6. Known Threats to Validity
| Threat | Description | Mitigation |
|---|---|---|
| Selection bias | GitHub cloners are self-selected. They found the tool through Reddit, search, or word of mouth. They may not be representative. | Phase 3 uses stratified random sampling with institutional access, removing self-selection entirely. |
| Tool error | The screener could have bugs that produce systematic errors. | The 264-case ground truth was manually verified against PACER dockets. Any screener error that contradicts manual verification would surface in Phase 2. |
| PACER data quality | PACER records may contain errors (incorrect dates, missing cases, miscoded chapters). | This affects all PACER-based research equally. The convergence design tests whether independent users encounter the same data quality, not whether PACER itself is perfect. |
| Temporal drift | PACER records can be amended. A case screened in March may show different data than the same case screened in June. | Timestamp all screenings. Compare only results generated within the same time window. |
| Non-independence | Some GitHub cloners may share results with each other, compromising independence. | The screener output is deterministic. If two users get the same result, it is because the data is the same, not because they compared notes. Non-independence does not affect a deterministic tool. |
7. What a Research Partner Brings
The dataset builder built the infrastructure. The research partner designs the study. Specifically:
- Sample design: How to stratify the Phase 3 sample. Which districts, how many cases per district, what filing years.
- Statistical framework: What tests to use for convergence. How to handle partial overlap. Power analysis for minimum sample sizes.
- Validation criteria: Setting the actual thresholds in Section 5 based on precedent in empirical legal studies or adjacent fields.
- Publication strategy: Whether to publish one paper or two.
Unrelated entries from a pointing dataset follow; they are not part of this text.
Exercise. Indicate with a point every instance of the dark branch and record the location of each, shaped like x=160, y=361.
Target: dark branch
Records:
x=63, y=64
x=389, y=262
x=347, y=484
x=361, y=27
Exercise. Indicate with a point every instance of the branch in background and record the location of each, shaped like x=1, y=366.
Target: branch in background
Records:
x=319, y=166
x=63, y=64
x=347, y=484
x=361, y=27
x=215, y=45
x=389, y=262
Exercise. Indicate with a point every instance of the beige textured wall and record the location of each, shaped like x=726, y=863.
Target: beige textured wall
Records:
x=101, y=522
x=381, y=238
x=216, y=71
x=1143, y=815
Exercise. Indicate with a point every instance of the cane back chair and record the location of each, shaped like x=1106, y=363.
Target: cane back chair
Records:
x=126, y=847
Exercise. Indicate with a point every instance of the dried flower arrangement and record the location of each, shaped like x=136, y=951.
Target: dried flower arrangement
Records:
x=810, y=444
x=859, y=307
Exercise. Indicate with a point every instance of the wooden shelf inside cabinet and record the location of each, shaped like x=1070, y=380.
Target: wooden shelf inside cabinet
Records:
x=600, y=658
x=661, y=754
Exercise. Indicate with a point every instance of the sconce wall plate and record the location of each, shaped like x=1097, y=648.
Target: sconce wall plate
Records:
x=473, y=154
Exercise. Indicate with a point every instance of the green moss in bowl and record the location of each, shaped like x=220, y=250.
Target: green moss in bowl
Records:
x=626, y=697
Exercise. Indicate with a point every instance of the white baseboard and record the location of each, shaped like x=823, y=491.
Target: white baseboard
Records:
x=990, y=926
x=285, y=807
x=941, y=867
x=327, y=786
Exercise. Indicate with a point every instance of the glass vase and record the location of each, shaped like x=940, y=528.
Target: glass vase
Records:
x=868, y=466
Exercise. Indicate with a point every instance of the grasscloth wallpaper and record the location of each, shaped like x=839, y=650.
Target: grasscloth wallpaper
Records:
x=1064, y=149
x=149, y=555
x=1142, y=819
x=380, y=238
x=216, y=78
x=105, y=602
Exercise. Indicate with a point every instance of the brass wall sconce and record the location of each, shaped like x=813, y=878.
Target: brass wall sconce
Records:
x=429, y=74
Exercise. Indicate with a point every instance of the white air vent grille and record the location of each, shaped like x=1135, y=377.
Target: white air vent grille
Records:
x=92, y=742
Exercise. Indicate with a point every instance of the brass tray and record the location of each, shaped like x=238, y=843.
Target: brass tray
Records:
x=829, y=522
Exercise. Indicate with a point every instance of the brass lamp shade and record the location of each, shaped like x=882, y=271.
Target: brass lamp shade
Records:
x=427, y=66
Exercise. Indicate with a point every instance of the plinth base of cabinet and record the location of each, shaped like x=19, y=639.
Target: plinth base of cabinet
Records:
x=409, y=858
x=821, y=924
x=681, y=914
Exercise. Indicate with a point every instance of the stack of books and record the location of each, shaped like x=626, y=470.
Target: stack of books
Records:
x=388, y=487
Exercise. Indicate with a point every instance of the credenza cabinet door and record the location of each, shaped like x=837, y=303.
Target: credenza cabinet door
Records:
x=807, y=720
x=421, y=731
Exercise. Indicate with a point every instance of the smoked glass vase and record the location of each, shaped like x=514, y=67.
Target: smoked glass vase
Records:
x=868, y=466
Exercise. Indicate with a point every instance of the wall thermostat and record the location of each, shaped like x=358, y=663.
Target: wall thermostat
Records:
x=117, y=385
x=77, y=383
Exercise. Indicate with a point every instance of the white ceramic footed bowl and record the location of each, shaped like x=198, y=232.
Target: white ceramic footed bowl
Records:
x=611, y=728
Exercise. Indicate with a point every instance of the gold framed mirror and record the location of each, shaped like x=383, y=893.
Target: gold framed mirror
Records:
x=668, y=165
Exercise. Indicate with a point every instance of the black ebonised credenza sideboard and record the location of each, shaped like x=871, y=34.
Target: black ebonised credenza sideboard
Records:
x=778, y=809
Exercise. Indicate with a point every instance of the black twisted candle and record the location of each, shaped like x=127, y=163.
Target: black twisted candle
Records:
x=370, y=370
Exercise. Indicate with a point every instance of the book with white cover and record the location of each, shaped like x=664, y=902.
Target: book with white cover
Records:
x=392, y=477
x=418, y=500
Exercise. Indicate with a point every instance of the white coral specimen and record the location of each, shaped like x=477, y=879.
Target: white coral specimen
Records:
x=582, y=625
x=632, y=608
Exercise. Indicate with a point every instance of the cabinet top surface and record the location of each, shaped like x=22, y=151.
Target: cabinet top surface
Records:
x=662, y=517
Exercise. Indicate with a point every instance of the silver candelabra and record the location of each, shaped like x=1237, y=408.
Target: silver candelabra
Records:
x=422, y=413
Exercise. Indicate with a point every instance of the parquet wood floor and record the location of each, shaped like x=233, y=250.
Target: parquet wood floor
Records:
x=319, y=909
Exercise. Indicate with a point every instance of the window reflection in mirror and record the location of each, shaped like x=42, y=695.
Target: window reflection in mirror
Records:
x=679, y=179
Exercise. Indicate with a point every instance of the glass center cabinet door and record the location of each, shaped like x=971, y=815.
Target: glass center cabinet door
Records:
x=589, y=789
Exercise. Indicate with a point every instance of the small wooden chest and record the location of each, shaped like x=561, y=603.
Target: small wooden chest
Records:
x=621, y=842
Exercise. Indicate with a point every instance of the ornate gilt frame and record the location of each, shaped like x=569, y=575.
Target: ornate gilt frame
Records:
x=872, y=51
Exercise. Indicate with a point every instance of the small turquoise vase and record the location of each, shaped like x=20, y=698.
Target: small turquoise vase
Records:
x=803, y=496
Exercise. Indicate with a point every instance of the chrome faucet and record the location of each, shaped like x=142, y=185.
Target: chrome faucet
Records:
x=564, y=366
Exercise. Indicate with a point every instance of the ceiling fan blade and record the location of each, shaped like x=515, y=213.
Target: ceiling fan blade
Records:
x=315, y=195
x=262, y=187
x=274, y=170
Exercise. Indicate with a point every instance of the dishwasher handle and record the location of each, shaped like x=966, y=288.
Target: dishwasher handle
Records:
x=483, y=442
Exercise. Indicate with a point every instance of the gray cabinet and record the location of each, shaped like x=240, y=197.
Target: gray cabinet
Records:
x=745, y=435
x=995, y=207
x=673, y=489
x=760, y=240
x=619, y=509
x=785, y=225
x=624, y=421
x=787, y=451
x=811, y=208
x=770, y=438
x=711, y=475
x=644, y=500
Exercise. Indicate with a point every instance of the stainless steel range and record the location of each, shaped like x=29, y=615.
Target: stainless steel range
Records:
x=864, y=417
Which journal. How to frame the methods contribution vs. the substantive findings.
- IRB assessment: Whether this study requires institutional review, given that all data is from public federal court records with no human subjects contact.
- PACER fee exemption: Institutional affiliation that qualifies for the AO's researcher fee exemption, enabling Phase 3 at zero marginal cost.
8. What Exists Today
| Component | Status |
|---|---|
| Ground truth dataset (264 cases, 7 districts) | Complete |
| Screening tool (open-source, deterministic) | Live, ranking #1 nationally |
| FJC national dataset (4.9M Ch. 13 cases) | Loaded, queryable |
| 391,951 verification universe identified | Complete |
| RSS real-time monitoring (all 94 districts) | Running |
| RECAP enrichment pipeline (16,000+ cases) | Running |
| Independent GitHub cloners | 198 unique as of March 25, 2026 |
| Research design for convergence test | This document (draft) |
| Institutional PACER access | Not yet available |
| Formal study protocol | Awaiting research partner |
This design is open
Every element on this page - the phases, the thresholds, the threats, the publication strategy - is a proposal, not a decision. The purpose of this document is to show that a rigorous validation framework is possible and that the infrastructure to execute it already exists. The research design itself should be shaped by someone with the expertise to do it right.